Prosecutors contend that evidence from intercepted Internet and phone conversations shows that Sharif was directly involved in supporting Tunisian terrorists, who conducted the suicide bombing, by helping them make contact with other supporters as they made their way across the Middle East to Iraq.

The terror network is also accused of blowing up an Iraqi police station, killing seven Iraqi officers.

Sharif, who also goes by Faruq Khalil Muhammad Isa as well as another name, has been in custody in Edmonton since his arrest in January 2011.

Canada’s justice minister granted extradition last summer after receiving assurances from the U.S. that Sharif wouldn’t face the death penalty.
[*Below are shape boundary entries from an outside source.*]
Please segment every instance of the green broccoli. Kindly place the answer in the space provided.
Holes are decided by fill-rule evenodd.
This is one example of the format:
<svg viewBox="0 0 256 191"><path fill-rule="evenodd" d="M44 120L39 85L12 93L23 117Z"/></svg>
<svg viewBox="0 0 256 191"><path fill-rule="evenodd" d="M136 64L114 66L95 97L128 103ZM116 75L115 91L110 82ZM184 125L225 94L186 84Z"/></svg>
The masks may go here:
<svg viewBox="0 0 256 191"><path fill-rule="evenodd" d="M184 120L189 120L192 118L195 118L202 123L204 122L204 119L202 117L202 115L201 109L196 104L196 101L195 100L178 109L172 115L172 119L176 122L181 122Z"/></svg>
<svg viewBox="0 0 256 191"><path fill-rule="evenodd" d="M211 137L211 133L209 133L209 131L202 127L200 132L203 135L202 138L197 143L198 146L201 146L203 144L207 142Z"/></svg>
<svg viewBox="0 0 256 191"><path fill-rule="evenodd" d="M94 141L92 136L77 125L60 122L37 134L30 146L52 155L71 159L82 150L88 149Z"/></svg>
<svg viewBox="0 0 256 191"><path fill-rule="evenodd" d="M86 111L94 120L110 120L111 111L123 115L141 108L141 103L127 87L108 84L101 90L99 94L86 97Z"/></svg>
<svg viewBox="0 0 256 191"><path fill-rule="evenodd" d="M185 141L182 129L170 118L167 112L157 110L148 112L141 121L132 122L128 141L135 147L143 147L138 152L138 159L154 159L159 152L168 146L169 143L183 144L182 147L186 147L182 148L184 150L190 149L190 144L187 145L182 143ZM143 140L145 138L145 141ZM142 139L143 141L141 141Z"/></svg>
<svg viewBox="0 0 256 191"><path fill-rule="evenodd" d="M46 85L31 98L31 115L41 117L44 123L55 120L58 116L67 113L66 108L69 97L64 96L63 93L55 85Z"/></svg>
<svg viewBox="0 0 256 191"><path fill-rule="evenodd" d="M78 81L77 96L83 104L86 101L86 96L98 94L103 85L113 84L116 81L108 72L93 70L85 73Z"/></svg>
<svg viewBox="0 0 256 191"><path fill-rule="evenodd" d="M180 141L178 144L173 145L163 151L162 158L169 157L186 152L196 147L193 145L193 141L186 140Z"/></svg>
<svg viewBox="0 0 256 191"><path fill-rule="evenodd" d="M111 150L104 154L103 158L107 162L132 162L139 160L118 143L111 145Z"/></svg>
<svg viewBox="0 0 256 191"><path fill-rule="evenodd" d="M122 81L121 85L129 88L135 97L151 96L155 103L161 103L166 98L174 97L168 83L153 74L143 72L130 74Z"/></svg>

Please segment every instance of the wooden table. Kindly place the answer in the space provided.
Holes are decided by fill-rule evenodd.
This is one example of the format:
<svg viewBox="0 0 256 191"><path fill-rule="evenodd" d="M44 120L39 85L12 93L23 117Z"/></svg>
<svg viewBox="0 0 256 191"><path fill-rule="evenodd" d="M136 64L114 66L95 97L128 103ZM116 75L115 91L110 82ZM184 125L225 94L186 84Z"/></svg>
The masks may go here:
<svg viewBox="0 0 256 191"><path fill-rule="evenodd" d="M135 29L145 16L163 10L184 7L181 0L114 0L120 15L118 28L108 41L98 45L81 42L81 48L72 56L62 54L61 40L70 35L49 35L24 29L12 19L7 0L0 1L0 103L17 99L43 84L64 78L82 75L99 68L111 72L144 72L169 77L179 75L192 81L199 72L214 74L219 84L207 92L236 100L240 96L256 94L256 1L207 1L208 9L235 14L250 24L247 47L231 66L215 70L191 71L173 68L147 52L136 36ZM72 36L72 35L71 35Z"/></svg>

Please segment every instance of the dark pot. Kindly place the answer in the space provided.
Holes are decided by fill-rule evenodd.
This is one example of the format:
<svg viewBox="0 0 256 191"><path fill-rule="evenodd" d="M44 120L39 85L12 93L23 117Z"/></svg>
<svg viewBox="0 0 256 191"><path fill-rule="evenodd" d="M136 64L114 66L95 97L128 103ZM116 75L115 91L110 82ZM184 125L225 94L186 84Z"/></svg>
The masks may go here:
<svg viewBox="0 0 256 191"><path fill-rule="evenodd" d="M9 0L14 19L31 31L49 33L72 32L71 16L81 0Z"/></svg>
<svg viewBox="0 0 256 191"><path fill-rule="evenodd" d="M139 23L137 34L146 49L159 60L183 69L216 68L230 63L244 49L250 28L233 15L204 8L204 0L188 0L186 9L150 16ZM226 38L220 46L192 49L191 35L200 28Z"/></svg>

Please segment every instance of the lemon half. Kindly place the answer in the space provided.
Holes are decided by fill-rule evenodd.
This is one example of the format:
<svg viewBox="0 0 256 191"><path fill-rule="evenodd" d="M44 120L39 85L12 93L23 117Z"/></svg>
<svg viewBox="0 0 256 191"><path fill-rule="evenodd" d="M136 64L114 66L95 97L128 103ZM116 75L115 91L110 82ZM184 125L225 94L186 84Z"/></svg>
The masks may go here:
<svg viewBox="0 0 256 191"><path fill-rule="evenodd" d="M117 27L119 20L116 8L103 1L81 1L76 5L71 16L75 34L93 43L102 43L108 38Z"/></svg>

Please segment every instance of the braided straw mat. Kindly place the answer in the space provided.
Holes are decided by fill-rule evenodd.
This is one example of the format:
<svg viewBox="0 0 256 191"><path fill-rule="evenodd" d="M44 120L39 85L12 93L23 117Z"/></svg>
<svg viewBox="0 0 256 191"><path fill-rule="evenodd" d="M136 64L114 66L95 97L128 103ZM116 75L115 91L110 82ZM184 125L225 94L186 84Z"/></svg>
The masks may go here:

Defence lawyers also received a letter from U.S. authorities promising the man wouldn’t be held indefinitely in pre-trial detention.

Sharif was appealing the justice minister’s decision as well as a judge’s original ruling in 2012 that there was enough evidence to extradite Sharif on two charges.

Sharif is an ethnic Kurd who was born in Iraq but moved to Toronto as a refugee in 1993. Four years later, he became a Canadian citizen.

In 2011, he was arrested at an Edmonton apartment where he lived with his girlfriend and her children.

Defence lawyers had argued before the Appeal Court that RCMP didn’t allow Sharif access to a lawyer or interpreter the day of his arrest, and transcripts of police interviews show he didn’t understand what was going on.

They also said allegations against their client came from three people, including his brother, who were tortured by investigators in Iraq.

The Appeal Court ruled that none of the arguments merited keeping Sharif in Canada.